Here's the idea: On March 7, my roommate and I will head outside in Columbia, S.C. For one week, we will leave behind our apartment, our money, our food -- almost everything except the clothes on our backs. Our purpose? To document the homeless experience in our city firsthand.
Each day that week, I will keep you posted via a computer at the public library at HomelessInColumbia.com. We'll eat at soup kitchens, sleep on park benches, beg, dumpster dive, and generally do what it takes to survive in an urban environment. But this is not about how tough or resourceful we are. It's about the people who do this every day -- 853 in Richland County by the last count.
When I tell people about this project, I usually get one of two reactions. First: Why would you want to do that? Second: You're not going to get the full picture.
I'll respond to the second point first by saying that I absolutely agree. We'll only be out there a week, and we won't be getting the family or social dynamics of homelessness. If you're interested, check out my post explaining this project's limitations.
In regards to the first question: I'm in my third year at the University of South Carolina, which is in the heart of downtown Columbia. Growing up in the suburbs, I was pretty well isolated from poverty. When I came to the city for college, I found myself unable to ignore it.
One thing that fascinates me about city life is the way people get pressed together geographically. I remember in 2008 visiting Chicago's Cabrini-Green neighborhood, where you can look across the street through your housing-project window and see the million-dollar condos of the Gold Coast.
Columbia is divided, no doubt. There are affluent parts of town, seedy parts of town, white parts of town, black parts of town, Mexican parts of town. But those worlds have unavoidable intersections, like the Food Lion on Harden Street where college kids meet homeless panhandlers.
The story of this project begins in those border areas, where, since freshman year, I've gotten to know dozens of people who challenge my worldview and conscience.

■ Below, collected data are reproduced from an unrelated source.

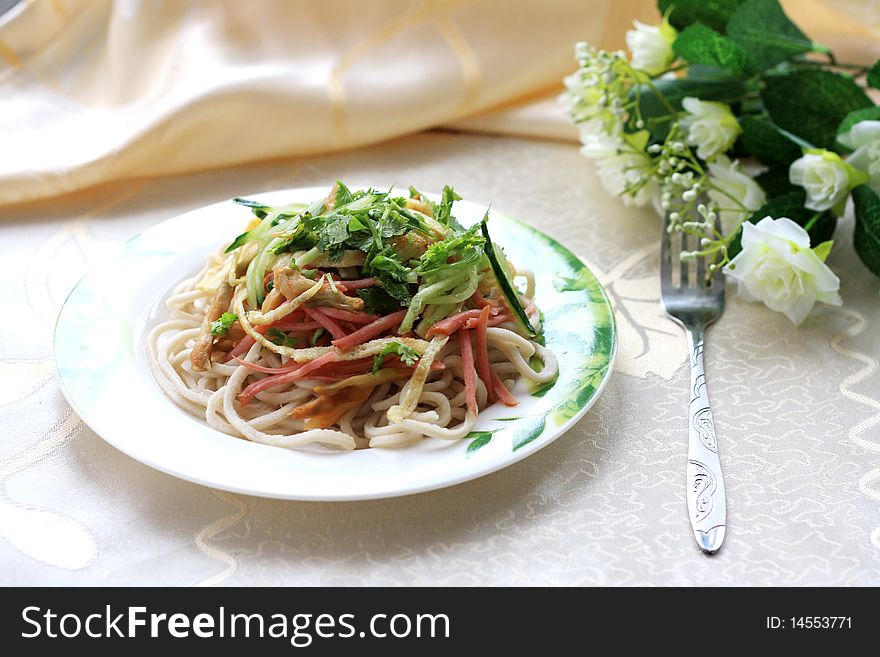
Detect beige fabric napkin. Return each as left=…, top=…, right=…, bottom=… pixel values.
left=0, top=0, right=653, bottom=206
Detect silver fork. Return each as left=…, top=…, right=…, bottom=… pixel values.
left=660, top=213, right=727, bottom=555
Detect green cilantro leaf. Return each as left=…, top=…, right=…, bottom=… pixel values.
left=209, top=312, right=237, bottom=337
left=356, top=287, right=401, bottom=313
left=435, top=185, right=464, bottom=231
left=416, top=223, right=484, bottom=275
left=334, top=180, right=355, bottom=207
left=316, top=218, right=351, bottom=260
left=266, top=327, right=298, bottom=347
left=372, top=341, right=420, bottom=374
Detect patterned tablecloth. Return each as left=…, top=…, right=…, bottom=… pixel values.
left=1, top=131, right=879, bottom=586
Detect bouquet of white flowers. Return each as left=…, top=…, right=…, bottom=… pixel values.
left=562, top=0, right=880, bottom=325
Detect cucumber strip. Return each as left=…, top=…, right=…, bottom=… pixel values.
left=233, top=197, right=272, bottom=217
left=226, top=202, right=308, bottom=253
left=398, top=269, right=469, bottom=334
left=480, top=218, right=537, bottom=338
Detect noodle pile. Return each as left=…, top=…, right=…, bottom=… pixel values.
left=148, top=183, right=558, bottom=450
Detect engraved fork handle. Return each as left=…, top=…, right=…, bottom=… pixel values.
left=685, top=328, right=726, bottom=554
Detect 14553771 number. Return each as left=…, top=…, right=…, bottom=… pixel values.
left=766, top=617, right=852, bottom=630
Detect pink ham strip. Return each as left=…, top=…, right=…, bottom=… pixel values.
left=426, top=307, right=502, bottom=337
left=238, top=351, right=339, bottom=405
left=314, top=307, right=378, bottom=324
left=336, top=277, right=377, bottom=290
left=331, top=309, right=408, bottom=351
left=458, top=329, right=477, bottom=415
left=303, top=307, right=347, bottom=340
left=226, top=335, right=256, bottom=360
left=490, top=369, right=519, bottom=406
left=470, top=290, right=502, bottom=309
left=232, top=356, right=300, bottom=374
left=474, top=305, right=495, bottom=404
left=463, top=313, right=511, bottom=330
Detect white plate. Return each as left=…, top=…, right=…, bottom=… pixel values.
left=54, top=187, right=616, bottom=500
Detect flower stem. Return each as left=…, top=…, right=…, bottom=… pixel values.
left=812, top=43, right=837, bottom=66
left=803, top=211, right=823, bottom=233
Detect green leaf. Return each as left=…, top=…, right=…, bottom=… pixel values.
left=555, top=267, right=602, bottom=293
left=658, top=0, right=746, bottom=33
left=435, top=185, right=464, bottom=232
left=416, top=224, right=484, bottom=275
left=511, top=415, right=546, bottom=451
left=754, top=168, right=796, bottom=198
left=761, top=70, right=873, bottom=150
left=728, top=190, right=836, bottom=259
left=372, top=341, right=420, bottom=374
left=851, top=185, right=880, bottom=276
left=673, top=23, right=754, bottom=76
left=465, top=431, right=494, bottom=456
left=632, top=76, right=747, bottom=141
left=356, top=287, right=401, bottom=313
left=737, top=115, right=802, bottom=167
left=232, top=197, right=272, bottom=219
left=266, top=327, right=297, bottom=348
left=530, top=380, right=557, bottom=398
left=209, top=312, right=237, bottom=337
left=812, top=240, right=833, bottom=262
left=726, top=0, right=812, bottom=70
left=867, top=60, right=880, bottom=90
left=366, top=251, right=413, bottom=303
left=334, top=180, right=355, bottom=207
left=837, top=106, right=880, bottom=145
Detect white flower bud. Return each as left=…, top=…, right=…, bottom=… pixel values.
left=625, top=20, right=677, bottom=76
left=789, top=149, right=866, bottom=212
left=679, top=97, right=741, bottom=161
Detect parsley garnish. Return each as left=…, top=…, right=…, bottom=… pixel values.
left=266, top=327, right=297, bottom=347
left=357, top=288, right=401, bottom=313
left=209, top=312, right=237, bottom=337
left=229, top=181, right=484, bottom=324
left=372, top=341, right=420, bottom=374
left=435, top=185, right=464, bottom=232
left=416, top=223, right=485, bottom=275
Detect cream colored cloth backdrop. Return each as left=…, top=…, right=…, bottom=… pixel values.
left=0, top=0, right=619, bottom=205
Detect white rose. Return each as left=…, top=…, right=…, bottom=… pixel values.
left=723, top=217, right=842, bottom=325
left=788, top=149, right=867, bottom=212
left=838, top=119, right=880, bottom=192
left=580, top=131, right=659, bottom=208
left=679, top=97, right=741, bottom=161
left=625, top=20, right=676, bottom=76
left=706, top=156, right=767, bottom=234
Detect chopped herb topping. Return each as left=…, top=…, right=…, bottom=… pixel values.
left=266, top=327, right=297, bottom=347
left=372, top=341, right=420, bottom=374
left=226, top=181, right=541, bottom=340
left=209, top=312, right=237, bottom=337
left=356, top=287, right=401, bottom=314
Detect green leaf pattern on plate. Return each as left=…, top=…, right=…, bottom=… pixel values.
left=512, top=415, right=547, bottom=451
left=465, top=431, right=495, bottom=457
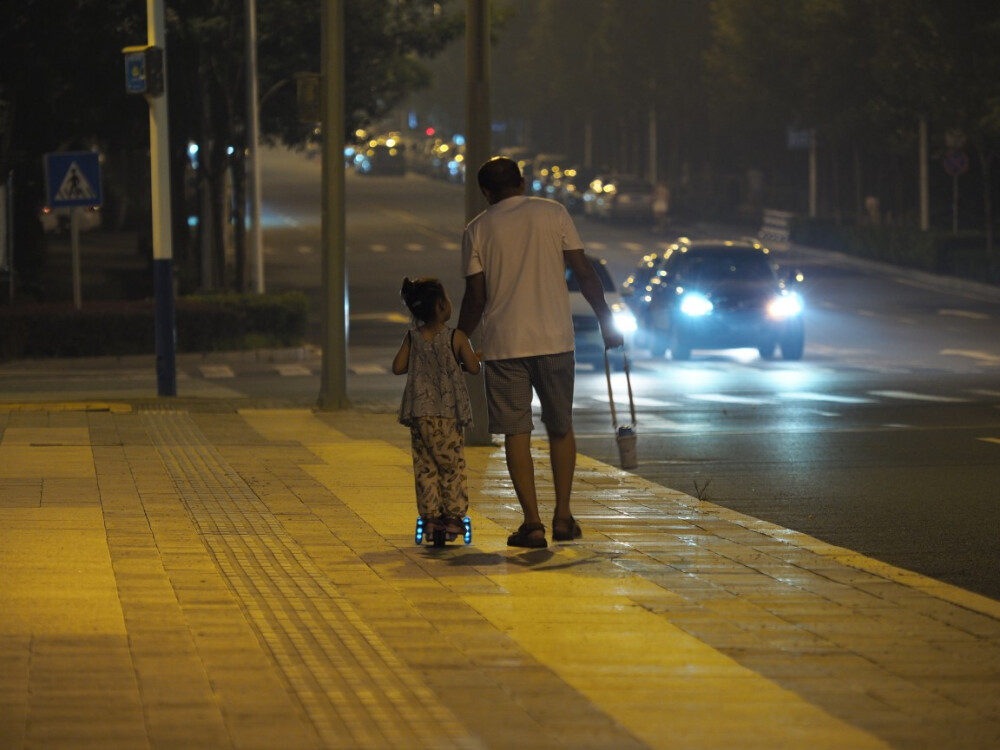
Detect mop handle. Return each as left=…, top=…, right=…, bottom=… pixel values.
left=604, top=349, right=619, bottom=429
left=623, top=352, right=637, bottom=425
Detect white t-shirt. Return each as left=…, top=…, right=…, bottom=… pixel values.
left=462, top=196, right=583, bottom=360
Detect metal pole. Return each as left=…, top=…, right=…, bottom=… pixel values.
left=149, top=0, right=176, bottom=396
left=919, top=117, right=930, bottom=231
left=245, top=0, right=264, bottom=292
left=463, top=0, right=492, bottom=446
left=808, top=129, right=817, bottom=218
left=71, top=208, right=82, bottom=309
left=318, top=0, right=347, bottom=410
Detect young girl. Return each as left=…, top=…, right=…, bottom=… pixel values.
left=393, top=277, right=480, bottom=542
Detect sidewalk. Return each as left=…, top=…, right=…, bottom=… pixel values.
left=1, top=399, right=999, bottom=749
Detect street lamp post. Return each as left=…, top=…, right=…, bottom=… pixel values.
left=463, top=0, right=492, bottom=446
left=149, top=0, right=176, bottom=396
left=245, top=0, right=264, bottom=293
left=318, top=0, right=347, bottom=410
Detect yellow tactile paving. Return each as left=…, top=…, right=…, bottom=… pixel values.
left=256, top=409, right=890, bottom=749
left=0, top=507, right=125, bottom=635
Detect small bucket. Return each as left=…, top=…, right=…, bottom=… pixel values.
left=616, top=425, right=638, bottom=469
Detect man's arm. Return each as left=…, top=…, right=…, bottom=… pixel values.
left=564, top=249, right=624, bottom=349
left=458, top=272, right=487, bottom=337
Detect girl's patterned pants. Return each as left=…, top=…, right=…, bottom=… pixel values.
left=410, top=417, right=468, bottom=520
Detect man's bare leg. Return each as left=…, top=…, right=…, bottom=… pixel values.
left=504, top=432, right=542, bottom=526
left=549, top=430, right=576, bottom=521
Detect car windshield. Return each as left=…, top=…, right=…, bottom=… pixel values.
left=675, top=252, right=775, bottom=283
left=566, top=260, right=615, bottom=293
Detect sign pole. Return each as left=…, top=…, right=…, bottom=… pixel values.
left=71, top=208, right=82, bottom=309
left=148, top=0, right=176, bottom=396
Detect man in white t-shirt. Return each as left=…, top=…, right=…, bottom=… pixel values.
left=458, top=156, right=623, bottom=548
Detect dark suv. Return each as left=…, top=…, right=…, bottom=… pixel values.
left=642, top=239, right=804, bottom=360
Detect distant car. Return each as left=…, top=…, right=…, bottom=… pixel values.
left=554, top=166, right=601, bottom=214
left=566, top=256, right=637, bottom=368
left=643, top=238, right=805, bottom=360
left=39, top=205, right=102, bottom=234
left=526, top=153, right=569, bottom=196
left=355, top=136, right=406, bottom=175
left=583, top=175, right=654, bottom=222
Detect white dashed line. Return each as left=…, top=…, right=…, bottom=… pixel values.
left=869, top=390, right=970, bottom=403
left=199, top=365, right=235, bottom=379
left=275, top=365, right=312, bottom=377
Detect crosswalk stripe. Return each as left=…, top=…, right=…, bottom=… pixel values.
left=779, top=392, right=875, bottom=404
left=869, top=390, right=970, bottom=403
left=275, top=365, right=312, bottom=377
left=688, top=393, right=773, bottom=405
left=199, top=365, right=235, bottom=379
left=351, top=364, right=388, bottom=375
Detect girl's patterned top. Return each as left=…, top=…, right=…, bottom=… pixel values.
left=398, top=326, right=473, bottom=428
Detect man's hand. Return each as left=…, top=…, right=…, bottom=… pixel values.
left=600, top=318, right=625, bottom=350
left=565, top=249, right=624, bottom=350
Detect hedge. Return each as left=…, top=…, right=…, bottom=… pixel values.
left=789, top=218, right=1000, bottom=284
left=0, top=292, right=309, bottom=359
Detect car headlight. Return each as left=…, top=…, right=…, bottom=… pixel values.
left=612, top=304, right=638, bottom=334
left=767, top=292, right=803, bottom=319
left=679, top=293, right=713, bottom=317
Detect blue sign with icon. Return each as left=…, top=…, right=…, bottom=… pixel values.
left=44, top=151, right=103, bottom=208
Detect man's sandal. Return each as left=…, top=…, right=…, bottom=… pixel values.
left=507, top=522, right=547, bottom=548
left=552, top=516, right=583, bottom=542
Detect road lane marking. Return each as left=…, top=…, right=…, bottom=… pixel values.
left=688, top=393, right=773, bottom=405
left=938, top=309, right=990, bottom=320
left=199, top=365, right=235, bottom=379
left=370, top=244, right=388, bottom=252
left=350, top=364, right=388, bottom=375
left=779, top=391, right=876, bottom=404
left=405, top=243, right=423, bottom=252
left=940, top=349, right=1000, bottom=365
left=869, top=390, right=970, bottom=403
left=970, top=389, right=1000, bottom=397
left=275, top=364, right=312, bottom=377
left=588, top=393, right=678, bottom=408
left=442, top=241, right=460, bottom=251
left=978, top=437, right=1000, bottom=446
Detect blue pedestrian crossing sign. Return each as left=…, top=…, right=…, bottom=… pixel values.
left=44, top=151, right=103, bottom=208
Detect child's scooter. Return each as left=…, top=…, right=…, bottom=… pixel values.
left=414, top=516, right=473, bottom=547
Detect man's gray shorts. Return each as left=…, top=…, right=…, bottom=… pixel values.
left=483, top=352, right=575, bottom=436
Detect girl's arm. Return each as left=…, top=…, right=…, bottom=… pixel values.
left=453, top=330, right=481, bottom=375
left=391, top=331, right=411, bottom=375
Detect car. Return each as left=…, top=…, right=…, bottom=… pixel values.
left=566, top=256, right=637, bottom=368
left=642, top=238, right=804, bottom=360
left=583, top=175, right=654, bottom=222
left=526, top=152, right=568, bottom=196
left=355, top=135, right=406, bottom=175
left=39, top=204, right=102, bottom=234
left=553, top=165, right=602, bottom=214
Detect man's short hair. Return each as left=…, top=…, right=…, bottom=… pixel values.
left=477, top=156, right=523, bottom=193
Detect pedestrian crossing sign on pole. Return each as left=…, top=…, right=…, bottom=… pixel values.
left=44, top=151, right=103, bottom=208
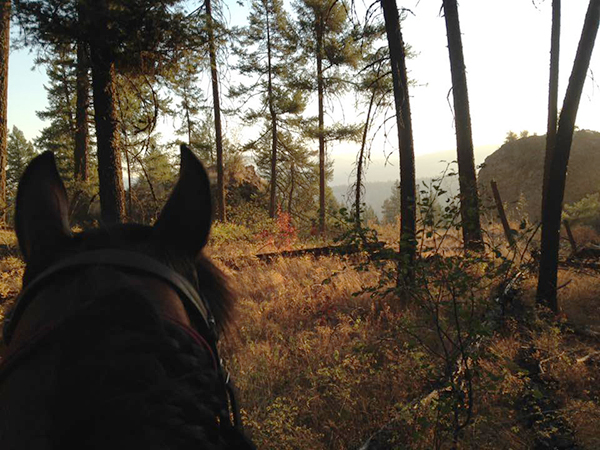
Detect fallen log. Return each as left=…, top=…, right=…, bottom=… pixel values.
left=215, top=242, right=387, bottom=269
left=255, top=244, right=361, bottom=262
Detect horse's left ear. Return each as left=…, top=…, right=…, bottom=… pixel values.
left=153, top=145, right=212, bottom=257
left=15, top=152, right=72, bottom=263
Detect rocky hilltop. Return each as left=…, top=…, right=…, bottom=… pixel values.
left=207, top=162, right=267, bottom=205
left=478, top=130, right=600, bottom=222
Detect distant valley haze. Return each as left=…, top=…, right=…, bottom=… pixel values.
left=331, top=144, right=498, bottom=186
left=331, top=144, right=498, bottom=219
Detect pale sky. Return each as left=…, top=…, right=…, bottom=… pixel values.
left=6, top=0, right=600, bottom=185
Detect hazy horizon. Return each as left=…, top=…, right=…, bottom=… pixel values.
left=331, top=144, right=498, bottom=186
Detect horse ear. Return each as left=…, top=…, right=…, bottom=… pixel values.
left=153, top=145, right=212, bottom=257
left=15, top=152, right=72, bottom=263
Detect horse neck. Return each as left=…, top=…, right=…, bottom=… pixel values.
left=1, top=284, right=225, bottom=449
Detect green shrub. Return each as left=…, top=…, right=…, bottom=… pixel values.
left=209, top=222, right=255, bottom=245
left=563, top=193, right=600, bottom=231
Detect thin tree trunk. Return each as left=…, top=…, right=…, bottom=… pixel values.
left=537, top=0, right=600, bottom=311
left=267, top=10, right=278, bottom=219
left=206, top=0, right=226, bottom=222
left=562, top=219, right=577, bottom=254
left=89, top=42, right=126, bottom=224
left=0, top=0, right=10, bottom=224
left=355, top=89, right=375, bottom=228
left=542, top=0, right=561, bottom=214
left=316, top=18, right=326, bottom=234
left=381, top=0, right=417, bottom=285
left=59, top=58, right=76, bottom=135
left=490, top=180, right=514, bottom=247
left=75, top=40, right=90, bottom=181
left=443, top=0, right=483, bottom=252
left=288, top=161, right=295, bottom=214
left=184, top=91, right=192, bottom=145
left=126, top=147, right=133, bottom=217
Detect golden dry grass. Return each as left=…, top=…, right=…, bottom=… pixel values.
left=520, top=268, right=600, bottom=330
left=214, top=223, right=600, bottom=449
left=0, top=224, right=597, bottom=448
left=222, top=255, right=438, bottom=449
left=0, top=230, right=24, bottom=327
left=565, top=225, right=600, bottom=248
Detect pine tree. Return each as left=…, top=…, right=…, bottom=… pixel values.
left=7, top=126, right=35, bottom=190
left=171, top=50, right=207, bottom=151
left=233, top=0, right=305, bottom=218
left=295, top=0, right=361, bottom=233
left=253, top=129, right=322, bottom=224
left=129, top=142, right=177, bottom=224
left=13, top=0, right=204, bottom=223
left=380, top=0, right=417, bottom=284
left=74, top=37, right=90, bottom=181
left=443, top=0, right=483, bottom=251
left=34, top=43, right=103, bottom=225
left=184, top=110, right=217, bottom=164
left=353, top=20, right=393, bottom=228
left=542, top=0, right=561, bottom=217
left=198, top=0, right=227, bottom=222
left=35, top=45, right=79, bottom=181
left=6, top=126, right=36, bottom=217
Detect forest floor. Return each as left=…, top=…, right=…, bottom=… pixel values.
left=0, top=225, right=599, bottom=449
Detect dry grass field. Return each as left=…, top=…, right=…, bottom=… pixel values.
left=0, top=223, right=598, bottom=449
left=215, top=221, right=600, bottom=449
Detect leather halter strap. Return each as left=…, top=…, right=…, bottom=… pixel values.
left=3, top=249, right=216, bottom=345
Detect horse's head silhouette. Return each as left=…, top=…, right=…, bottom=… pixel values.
left=0, top=146, right=255, bottom=449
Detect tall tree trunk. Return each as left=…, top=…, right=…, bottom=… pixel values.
left=206, top=0, right=226, bottom=222
left=185, top=95, right=192, bottom=145
left=316, top=18, right=326, bottom=234
left=542, top=0, right=561, bottom=214
left=125, top=146, right=132, bottom=215
left=381, top=0, right=417, bottom=285
left=0, top=0, right=10, bottom=224
left=537, top=0, right=600, bottom=311
left=75, top=40, right=90, bottom=181
left=267, top=10, right=278, bottom=219
left=355, top=89, right=375, bottom=228
left=288, top=161, right=295, bottom=214
left=443, top=0, right=483, bottom=252
left=56, top=51, right=76, bottom=135
left=89, top=42, right=126, bottom=224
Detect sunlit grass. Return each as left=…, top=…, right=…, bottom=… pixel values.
left=214, top=224, right=600, bottom=449
left=0, top=224, right=597, bottom=448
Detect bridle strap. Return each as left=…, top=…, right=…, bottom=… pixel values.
left=3, top=249, right=215, bottom=344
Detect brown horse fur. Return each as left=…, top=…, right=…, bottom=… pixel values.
left=0, top=147, right=255, bottom=449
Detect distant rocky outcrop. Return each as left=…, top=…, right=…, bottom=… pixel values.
left=207, top=162, right=267, bottom=205
left=478, top=130, right=600, bottom=222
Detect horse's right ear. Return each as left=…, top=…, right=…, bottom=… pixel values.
left=15, top=152, right=72, bottom=263
left=153, top=145, right=212, bottom=258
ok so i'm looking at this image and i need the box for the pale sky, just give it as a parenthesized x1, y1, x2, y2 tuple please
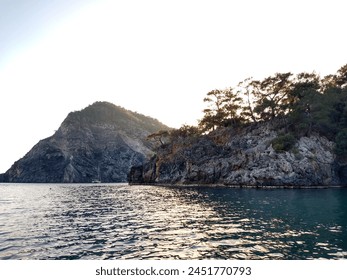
(0, 0, 346, 173)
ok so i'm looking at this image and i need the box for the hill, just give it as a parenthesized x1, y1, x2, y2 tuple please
(1, 102, 169, 183)
(129, 64, 347, 187)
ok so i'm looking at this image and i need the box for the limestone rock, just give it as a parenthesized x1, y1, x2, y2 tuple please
(1, 102, 169, 183)
(129, 122, 341, 186)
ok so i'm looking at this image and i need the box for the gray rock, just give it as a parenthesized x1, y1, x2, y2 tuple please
(1, 102, 169, 183)
(129, 122, 341, 186)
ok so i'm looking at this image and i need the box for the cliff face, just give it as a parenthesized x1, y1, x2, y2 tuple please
(1, 102, 169, 183)
(129, 122, 343, 186)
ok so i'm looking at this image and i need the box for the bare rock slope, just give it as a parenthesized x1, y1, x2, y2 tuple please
(1, 102, 169, 183)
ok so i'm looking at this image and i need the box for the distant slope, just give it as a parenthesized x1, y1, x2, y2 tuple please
(1, 102, 169, 183)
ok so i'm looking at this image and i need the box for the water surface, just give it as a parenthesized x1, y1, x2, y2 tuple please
(0, 183, 346, 259)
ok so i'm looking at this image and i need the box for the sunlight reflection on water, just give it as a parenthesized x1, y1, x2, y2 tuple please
(0, 183, 347, 260)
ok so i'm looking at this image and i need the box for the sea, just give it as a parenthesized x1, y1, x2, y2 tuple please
(0, 183, 346, 260)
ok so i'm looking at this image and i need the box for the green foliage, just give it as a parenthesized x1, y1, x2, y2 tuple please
(272, 133, 296, 153)
(188, 63, 347, 161)
(335, 128, 347, 156)
(170, 125, 200, 138)
(335, 64, 347, 88)
(254, 72, 293, 120)
(198, 88, 243, 132)
(237, 78, 259, 122)
(148, 126, 201, 147)
(199, 63, 345, 128)
(308, 89, 346, 140)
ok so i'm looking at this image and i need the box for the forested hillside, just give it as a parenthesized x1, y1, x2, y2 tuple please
(130, 64, 347, 186)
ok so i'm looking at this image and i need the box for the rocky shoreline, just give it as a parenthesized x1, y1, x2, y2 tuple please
(128, 122, 346, 187)
(129, 182, 345, 189)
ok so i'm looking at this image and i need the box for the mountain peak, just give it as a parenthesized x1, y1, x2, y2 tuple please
(1, 102, 170, 183)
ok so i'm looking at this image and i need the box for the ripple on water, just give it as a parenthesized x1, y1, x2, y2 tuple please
(0, 183, 347, 259)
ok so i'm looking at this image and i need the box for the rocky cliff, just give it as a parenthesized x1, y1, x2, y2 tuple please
(1, 102, 169, 183)
(129, 122, 344, 186)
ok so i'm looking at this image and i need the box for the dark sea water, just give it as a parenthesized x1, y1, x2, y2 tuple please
(0, 183, 346, 260)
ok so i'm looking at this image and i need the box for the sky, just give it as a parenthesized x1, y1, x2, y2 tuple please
(0, 0, 347, 173)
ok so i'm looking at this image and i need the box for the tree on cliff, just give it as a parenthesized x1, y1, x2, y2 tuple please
(334, 64, 347, 89)
(237, 77, 259, 122)
(253, 72, 293, 120)
(286, 72, 321, 136)
(195, 63, 347, 160)
(199, 72, 295, 131)
(199, 89, 227, 132)
(198, 88, 243, 132)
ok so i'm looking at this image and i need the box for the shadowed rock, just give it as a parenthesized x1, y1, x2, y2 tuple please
(129, 122, 342, 186)
(1, 102, 169, 183)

How can I rest easy in my apartment while Lisa, who was deserted by the man she followed to this town, drifts in and out of women's shelters?
Can I really go on saying that the poor must pull themselves up by their bootstraps when I know that, for months, able-bodied Eddie has been applying for construction work at the labor agencies and getting jack squat?
Try this: The next time a guy asks you for money, tell him you'd like to buy him a meal. Go to a restaurant, sit down, and get to know him. Learn his story. If you listen -- and I mean really listen -- it will change your life.
Other people have done this sort of project before, and under much more difficult circumstances. The unique thing about what we're undertaking, I think, is that you'll be able to follow along as our week unfolds.